In an early conversation between the aforementioned Swedish “young man” and I, he mentioned that he wanted to live as fluidly as possible: to be always moving and constantly able to adapt himself to new situations. I was struck by this sentiment, and it remained with me; over a year later, this haiku more or less spontaneously created itself. Although another friend of mine remarked that it had sexual overtones, that wasn’t my intention. Some people just get in your bloodstream and stay there.
Artist: Emma August Welter (Minneapolis, MN)
Title: Words and Their Use (2012-13)
Medium/technique(s): Collage: textbook, glue, watercolor paper
Number of pages: 47 cards
Dimensions: Each card is 3″ x 4″
Near the end of last summer, at an estate sale in rural Wisconsin, I bought a stained, fraying language schoolbook for a quarter because I liked the illustrations. After clipping a few of them to use in letters to friends I’d met during my five years living in the UK, I decided to incorporate snippets of the book’s endearingly outdated text to send as well. Cutting out five- and seven-syllable phrases from Words and Their Use soon became my favorite pastime; I arranged the strips of text in two columns on a table, pieced them together to create haiku, and mounted them on pieces of a spare sheet of my mother’s watercolor paper.
However corny and clichéd as it may sound, my haiku quickly took on a life of their own. Much to my surprise, some were decidedly and overwhelmingly erotic, while others contained a depth or humor that was often piercingly apparent to me only after I’d completed them. As I continued, I began to create pieces with distinct memories, situations, or people in mind. I realized I couldn’t send these to my friends; not only were they extremely personal, but I also wanted all of the haiku to remain together. Despite the variety of their subject matter, I was struck by the themes connecting the pieces.
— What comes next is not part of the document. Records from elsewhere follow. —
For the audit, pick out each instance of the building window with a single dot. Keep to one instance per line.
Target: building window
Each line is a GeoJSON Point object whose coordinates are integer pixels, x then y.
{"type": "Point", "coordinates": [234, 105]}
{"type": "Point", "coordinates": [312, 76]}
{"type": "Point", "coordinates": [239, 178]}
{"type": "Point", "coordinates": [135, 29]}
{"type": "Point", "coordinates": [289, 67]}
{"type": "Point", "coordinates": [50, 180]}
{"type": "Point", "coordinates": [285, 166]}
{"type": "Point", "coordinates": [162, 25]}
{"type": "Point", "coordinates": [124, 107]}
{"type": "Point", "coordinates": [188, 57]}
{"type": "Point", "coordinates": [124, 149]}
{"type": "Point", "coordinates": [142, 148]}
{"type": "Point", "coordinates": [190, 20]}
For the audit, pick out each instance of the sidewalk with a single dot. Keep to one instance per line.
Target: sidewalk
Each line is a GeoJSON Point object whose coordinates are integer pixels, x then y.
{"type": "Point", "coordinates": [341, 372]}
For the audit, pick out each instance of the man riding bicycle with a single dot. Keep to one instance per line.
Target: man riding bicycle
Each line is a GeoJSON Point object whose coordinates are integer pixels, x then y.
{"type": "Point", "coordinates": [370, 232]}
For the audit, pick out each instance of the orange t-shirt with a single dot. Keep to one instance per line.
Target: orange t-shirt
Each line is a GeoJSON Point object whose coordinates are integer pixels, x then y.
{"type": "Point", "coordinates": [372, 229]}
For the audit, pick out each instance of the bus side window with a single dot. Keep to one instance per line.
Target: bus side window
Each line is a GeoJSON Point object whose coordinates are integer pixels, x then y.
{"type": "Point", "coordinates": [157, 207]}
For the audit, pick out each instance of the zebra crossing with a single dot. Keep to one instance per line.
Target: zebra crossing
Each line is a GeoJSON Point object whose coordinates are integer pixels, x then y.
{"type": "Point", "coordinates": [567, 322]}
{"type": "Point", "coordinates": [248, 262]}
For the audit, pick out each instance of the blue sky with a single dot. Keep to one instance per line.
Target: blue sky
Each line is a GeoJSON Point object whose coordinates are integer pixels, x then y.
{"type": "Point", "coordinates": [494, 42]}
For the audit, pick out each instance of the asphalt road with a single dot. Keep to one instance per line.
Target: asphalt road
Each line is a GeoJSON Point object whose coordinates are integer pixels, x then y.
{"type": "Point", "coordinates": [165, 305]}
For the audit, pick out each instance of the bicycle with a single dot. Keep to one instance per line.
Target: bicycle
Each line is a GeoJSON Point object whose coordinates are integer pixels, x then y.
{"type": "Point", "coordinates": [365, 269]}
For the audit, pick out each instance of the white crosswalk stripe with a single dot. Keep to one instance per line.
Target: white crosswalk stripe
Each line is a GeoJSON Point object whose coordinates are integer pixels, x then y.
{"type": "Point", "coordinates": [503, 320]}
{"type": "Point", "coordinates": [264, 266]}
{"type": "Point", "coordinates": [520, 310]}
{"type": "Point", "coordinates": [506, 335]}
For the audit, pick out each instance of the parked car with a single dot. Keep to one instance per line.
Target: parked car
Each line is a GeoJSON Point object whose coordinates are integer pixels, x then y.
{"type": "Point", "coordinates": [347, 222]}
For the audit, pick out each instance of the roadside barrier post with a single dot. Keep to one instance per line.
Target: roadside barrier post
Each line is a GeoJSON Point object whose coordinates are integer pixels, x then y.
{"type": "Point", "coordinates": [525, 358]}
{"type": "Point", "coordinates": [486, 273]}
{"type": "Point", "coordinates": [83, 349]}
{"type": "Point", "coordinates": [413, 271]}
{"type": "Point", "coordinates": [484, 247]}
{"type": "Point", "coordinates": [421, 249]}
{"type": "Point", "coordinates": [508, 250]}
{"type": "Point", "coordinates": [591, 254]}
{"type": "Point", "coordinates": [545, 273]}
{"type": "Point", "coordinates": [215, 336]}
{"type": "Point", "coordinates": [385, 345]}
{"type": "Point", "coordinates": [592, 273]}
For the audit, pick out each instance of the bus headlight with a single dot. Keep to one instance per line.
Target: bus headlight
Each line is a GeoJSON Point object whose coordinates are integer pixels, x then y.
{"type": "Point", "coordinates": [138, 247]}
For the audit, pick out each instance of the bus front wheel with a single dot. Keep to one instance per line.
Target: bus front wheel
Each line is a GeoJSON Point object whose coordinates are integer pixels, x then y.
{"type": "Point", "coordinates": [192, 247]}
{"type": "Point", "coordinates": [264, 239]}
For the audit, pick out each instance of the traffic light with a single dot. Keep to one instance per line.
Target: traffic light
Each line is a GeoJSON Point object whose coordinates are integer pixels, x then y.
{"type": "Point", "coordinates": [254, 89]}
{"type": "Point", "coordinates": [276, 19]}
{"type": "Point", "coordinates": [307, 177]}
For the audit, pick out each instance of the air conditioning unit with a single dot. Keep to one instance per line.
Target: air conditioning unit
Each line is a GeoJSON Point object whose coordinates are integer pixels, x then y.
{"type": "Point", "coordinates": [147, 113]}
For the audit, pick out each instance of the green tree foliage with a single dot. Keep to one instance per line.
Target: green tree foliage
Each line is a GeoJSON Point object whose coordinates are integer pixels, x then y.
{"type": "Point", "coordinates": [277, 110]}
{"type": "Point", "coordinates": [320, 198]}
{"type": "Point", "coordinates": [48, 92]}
Above all, due largely in part to the original book’s emphasis on proper speaking techniques and commonly confused terms, it seemed that one concept seemed to emerge frequently: the beguiling, maddening, contradictory nature of words to kindle, reinforce and, subsequently, to erode human relationships. In conjunction with, but in opposition to, this motif, reoccurring references to the outdoors, plants, and bodies of water — often replacing words as the primary and safest ways for people to interact, conveying ideas or sentiments that can’t be explained aloud — offer glimpses of growth. Although Words and their Use, in its original form, was intended as a guide for young children, its reordered (and disordered) iteration is very much a series of brief chapters for adults. It wouldn’t be amiss for me to note here that after returning from five years abroad, many of my own relationships were in the process of renegotiation.
My familiarity with traditional forms of haiku is embarrassingly slight, yet when I find three pieces of text that fit together, it feels unmistakably right. I’m fascinated by the way the middle seven-syllable sections function as a sort of hinge mechanism between the first and third lines, connecting two narrative fragments that are often quite disparate. Furthermore, having shown my Words and their Use project to some of my friends, I’m astounded by the ways in which each piece can be generally relatable while retaining, for me, an almost visceral sense of immediacy.
Perhaps this stems from my educational background; with degrees in English literature and material and visual culture as well as a deeply vested academic interest in, and firsthand experience of, synesthesia, it’s probably inevitable I’d begin a project at once so open-ended and concrete, both universal and personal. Words and Their Use is by no means finished; there are still many more pages to peruse. However, I’m already planning my second textbook-haiku project, based on a schoolbook called Distant Doorways, which will hopefully explore ideas of travel and foreignness.